The endometrium heals by scarring, which usually reduces or prevents uterine bleeding.

Why is it done

Endometrial ablation is used to control heavy, prolonged vaginal bleeding when:

  • Bleeding has not responded to other treatments
  • Childbearing is completed
  • You prefer not to have a hysterectomy to control bleeding.
  • Other medical problems prevent a hysterectomy


Problems that can happen during endometrial ablation include:

  • Accidental puncture (perforation) of the uterus
  • Burns (thermal injury) to the uterus or the surface of the bowel
  • Buildup of fluid in the lungs (pulmonary edema)
  • Sudden blockage of arterial blood flow within the lung (pulmonary embolism)
  • Tearing of the opening of the uterus (cervical laceration)

These problems are uncommon but can be severe.

How well it works

Most women will have reduced menstrual flow following endometrial ablation. And up to half will stop having periods altogether.

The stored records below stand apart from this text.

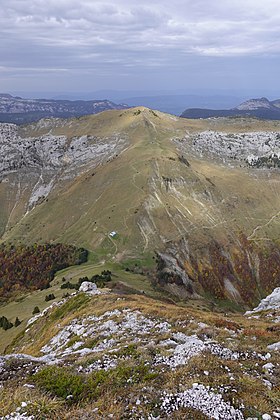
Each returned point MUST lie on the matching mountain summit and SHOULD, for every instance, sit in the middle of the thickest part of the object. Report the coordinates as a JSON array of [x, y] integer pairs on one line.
[[199, 196]]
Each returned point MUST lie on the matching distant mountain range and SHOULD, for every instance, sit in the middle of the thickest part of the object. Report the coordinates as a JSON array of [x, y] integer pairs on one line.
[[259, 108], [14, 109]]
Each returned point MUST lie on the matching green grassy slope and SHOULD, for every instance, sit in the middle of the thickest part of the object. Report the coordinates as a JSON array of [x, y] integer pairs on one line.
[[156, 201]]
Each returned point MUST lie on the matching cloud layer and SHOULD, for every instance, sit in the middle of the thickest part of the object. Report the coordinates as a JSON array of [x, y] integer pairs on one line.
[[105, 38]]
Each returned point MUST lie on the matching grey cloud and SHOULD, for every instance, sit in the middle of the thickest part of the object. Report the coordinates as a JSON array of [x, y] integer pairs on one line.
[[122, 37]]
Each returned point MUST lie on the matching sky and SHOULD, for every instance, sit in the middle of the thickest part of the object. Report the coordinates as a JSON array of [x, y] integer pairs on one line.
[[177, 46]]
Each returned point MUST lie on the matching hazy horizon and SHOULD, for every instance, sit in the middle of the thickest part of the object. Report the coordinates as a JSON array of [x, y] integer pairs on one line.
[[70, 47]]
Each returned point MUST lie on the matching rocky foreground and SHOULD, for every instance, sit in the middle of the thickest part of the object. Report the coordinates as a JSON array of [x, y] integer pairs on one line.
[[100, 355]]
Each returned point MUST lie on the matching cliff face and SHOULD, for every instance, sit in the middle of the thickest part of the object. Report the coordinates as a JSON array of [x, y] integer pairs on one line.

Younger women are less likely than older women to respond to endometrial ablation. After an endometrial ablation, younger women are more likely to continue to have periods and need a repeat procedure.

Young women may be treated with gonadotropin-releasing hormone analogues (GnRH-As) between 1 to 3 months before the procedure. This will decrease their production of estrogen and help thin the lining of the uterus (endometrium).

What to expect after surgery

After the procedure, you may have some side effects, such as cramping, nausea, and vaginal discharge that may be watery and mixed with blood. This discharge will become clear after a couple of days and can last for around 1 to 2 weeks.

It takes a few days to 2 weeks to recover. You can usually go home the same day.